03/16/2025
Bill of Rights Reader, #5:
“The reader will find in this book close to four score cases, all but several decided by the Supreme Court. They deal with different aspects of the Bill of rights (by which we mean bit only the first eight or ten amendments, but also the Civil War Amendments and some of the provisions of the original Constitution, like those prohibiting bills of attainder and test oaths—in brief, all provisions incorporating civil and political liberties wherever they may appear in the Constitution).
..the opinions of Justices Murphy, Rutledge, Black, and Douglas that speak with a special urgency and relevance. With this experience before us, we may anticipate that the next generation will select the opinions of Justices not yet named to the Court Yet there is continuity; but it is the continuity of the living: men stand upon the shoulders of their forefathers, and see further; and if not further, at least differently—but being men, stand upon the shoulders of their forefathers they must.”
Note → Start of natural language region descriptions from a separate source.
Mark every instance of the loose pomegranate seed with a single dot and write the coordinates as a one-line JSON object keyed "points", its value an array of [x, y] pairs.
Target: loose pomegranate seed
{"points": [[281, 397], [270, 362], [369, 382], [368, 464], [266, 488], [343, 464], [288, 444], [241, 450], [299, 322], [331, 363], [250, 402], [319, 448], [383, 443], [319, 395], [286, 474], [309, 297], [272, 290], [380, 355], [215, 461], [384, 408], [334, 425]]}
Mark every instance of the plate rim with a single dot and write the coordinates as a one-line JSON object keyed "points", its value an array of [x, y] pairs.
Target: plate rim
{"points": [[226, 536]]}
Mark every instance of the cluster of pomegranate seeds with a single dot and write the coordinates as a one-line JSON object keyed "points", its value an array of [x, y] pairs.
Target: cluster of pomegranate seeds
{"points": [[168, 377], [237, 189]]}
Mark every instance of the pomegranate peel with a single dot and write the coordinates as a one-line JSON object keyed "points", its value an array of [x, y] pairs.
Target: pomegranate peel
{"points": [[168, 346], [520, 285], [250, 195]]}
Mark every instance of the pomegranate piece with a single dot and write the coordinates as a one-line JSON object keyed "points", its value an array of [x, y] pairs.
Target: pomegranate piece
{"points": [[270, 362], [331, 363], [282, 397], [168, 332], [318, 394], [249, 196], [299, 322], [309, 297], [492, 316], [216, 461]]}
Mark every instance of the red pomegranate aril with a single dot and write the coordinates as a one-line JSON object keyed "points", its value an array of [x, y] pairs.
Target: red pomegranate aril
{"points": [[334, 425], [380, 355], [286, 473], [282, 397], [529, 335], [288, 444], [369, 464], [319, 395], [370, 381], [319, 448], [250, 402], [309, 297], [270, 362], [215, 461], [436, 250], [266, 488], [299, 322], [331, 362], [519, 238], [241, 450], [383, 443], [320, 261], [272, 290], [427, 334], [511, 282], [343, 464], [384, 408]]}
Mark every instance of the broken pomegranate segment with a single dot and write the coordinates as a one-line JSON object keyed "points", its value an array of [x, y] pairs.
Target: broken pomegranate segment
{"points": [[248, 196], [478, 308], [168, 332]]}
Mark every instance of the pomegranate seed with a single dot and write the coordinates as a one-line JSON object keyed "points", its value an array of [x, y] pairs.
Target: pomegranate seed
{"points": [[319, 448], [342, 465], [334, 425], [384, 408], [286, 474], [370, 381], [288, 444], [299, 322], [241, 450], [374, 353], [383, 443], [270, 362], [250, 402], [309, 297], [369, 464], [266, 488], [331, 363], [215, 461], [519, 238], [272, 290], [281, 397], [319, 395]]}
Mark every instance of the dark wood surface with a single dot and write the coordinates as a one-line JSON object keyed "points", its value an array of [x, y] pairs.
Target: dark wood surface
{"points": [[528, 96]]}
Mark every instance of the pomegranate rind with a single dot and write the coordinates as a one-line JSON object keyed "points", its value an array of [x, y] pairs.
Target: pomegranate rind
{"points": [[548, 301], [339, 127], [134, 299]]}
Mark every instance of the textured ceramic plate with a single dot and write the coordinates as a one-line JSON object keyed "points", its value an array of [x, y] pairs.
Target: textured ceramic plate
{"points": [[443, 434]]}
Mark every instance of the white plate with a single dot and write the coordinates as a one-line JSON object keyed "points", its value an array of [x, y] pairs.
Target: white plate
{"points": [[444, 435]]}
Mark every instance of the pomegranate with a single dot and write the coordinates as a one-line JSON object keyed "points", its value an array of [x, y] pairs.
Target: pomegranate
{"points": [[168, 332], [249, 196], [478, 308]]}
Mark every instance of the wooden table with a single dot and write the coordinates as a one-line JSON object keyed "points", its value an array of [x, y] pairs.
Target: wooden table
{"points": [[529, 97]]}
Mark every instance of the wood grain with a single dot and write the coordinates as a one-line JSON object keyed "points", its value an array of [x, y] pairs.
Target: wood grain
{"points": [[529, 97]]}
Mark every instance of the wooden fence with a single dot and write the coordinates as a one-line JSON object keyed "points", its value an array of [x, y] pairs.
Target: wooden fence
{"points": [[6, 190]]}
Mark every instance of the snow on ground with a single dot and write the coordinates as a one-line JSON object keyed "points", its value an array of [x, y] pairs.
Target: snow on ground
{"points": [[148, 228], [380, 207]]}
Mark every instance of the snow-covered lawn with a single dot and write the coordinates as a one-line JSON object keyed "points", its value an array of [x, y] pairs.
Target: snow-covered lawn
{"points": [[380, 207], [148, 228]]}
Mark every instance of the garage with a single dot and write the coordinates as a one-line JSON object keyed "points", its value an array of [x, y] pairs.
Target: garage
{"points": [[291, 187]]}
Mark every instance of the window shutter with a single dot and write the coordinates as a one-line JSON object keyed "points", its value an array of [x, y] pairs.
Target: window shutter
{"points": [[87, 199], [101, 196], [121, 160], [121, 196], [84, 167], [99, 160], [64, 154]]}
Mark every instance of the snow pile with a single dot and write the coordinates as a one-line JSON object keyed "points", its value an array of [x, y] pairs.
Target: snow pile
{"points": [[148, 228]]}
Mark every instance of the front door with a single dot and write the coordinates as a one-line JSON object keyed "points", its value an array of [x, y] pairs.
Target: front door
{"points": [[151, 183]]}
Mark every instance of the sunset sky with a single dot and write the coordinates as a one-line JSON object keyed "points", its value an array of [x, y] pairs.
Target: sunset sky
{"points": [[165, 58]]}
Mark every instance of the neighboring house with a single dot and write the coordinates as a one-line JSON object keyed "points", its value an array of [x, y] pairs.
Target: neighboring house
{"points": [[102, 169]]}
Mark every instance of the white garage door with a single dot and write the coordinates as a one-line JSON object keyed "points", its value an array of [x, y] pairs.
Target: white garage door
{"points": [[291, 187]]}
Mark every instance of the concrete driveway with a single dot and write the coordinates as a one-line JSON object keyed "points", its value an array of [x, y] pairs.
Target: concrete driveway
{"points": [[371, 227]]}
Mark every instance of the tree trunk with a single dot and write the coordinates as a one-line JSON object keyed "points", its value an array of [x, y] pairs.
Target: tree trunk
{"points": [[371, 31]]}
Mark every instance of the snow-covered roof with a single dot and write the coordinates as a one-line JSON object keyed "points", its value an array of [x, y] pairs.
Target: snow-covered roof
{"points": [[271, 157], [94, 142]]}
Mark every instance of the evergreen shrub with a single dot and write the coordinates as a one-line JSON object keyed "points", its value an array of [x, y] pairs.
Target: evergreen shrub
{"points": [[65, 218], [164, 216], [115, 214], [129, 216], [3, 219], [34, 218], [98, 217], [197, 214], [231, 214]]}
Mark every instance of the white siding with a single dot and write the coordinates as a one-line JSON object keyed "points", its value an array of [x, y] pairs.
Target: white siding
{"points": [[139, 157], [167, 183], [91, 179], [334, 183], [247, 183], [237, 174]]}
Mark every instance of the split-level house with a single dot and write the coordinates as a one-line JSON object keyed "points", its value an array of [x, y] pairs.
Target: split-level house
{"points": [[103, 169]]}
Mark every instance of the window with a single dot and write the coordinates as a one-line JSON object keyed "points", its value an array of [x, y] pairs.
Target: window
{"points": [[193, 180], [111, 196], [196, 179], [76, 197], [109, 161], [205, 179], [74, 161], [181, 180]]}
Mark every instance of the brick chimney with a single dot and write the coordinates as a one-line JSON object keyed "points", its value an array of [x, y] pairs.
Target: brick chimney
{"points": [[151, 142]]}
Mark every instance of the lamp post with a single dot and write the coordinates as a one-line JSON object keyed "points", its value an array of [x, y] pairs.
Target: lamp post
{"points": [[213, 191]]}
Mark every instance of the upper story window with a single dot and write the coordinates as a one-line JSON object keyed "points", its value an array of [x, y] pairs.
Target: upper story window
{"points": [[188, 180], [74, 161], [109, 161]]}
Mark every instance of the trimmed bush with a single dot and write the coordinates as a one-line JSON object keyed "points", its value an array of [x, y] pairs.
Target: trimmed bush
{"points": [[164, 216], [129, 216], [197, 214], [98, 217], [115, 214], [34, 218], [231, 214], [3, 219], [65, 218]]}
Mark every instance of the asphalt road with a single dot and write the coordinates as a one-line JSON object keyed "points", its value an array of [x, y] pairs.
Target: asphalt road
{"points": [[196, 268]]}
(from: the Bill of Rights Reader, Milton Konvitz. Cornell University Press. Preface to the First Edition, June 18, 1954. 2nd ed. 1960) We need his strength now.)
Sidebar # 1—Justice Douglas wrote several excellent books that are worth reading.
# 2-- the vernacular of gender may be bothersome to some readers, which is not uncommon for the era in which written. Another great book guilty of that is Napoleon Hill’s Think and Grow Rich. Modernizing it changes it, think of the difference with the King James vs. modern Bibles—way different. Moral of the story is keep reading. There is so much value in a book, which I discovered at the end of a semester when I chose not to read my texts.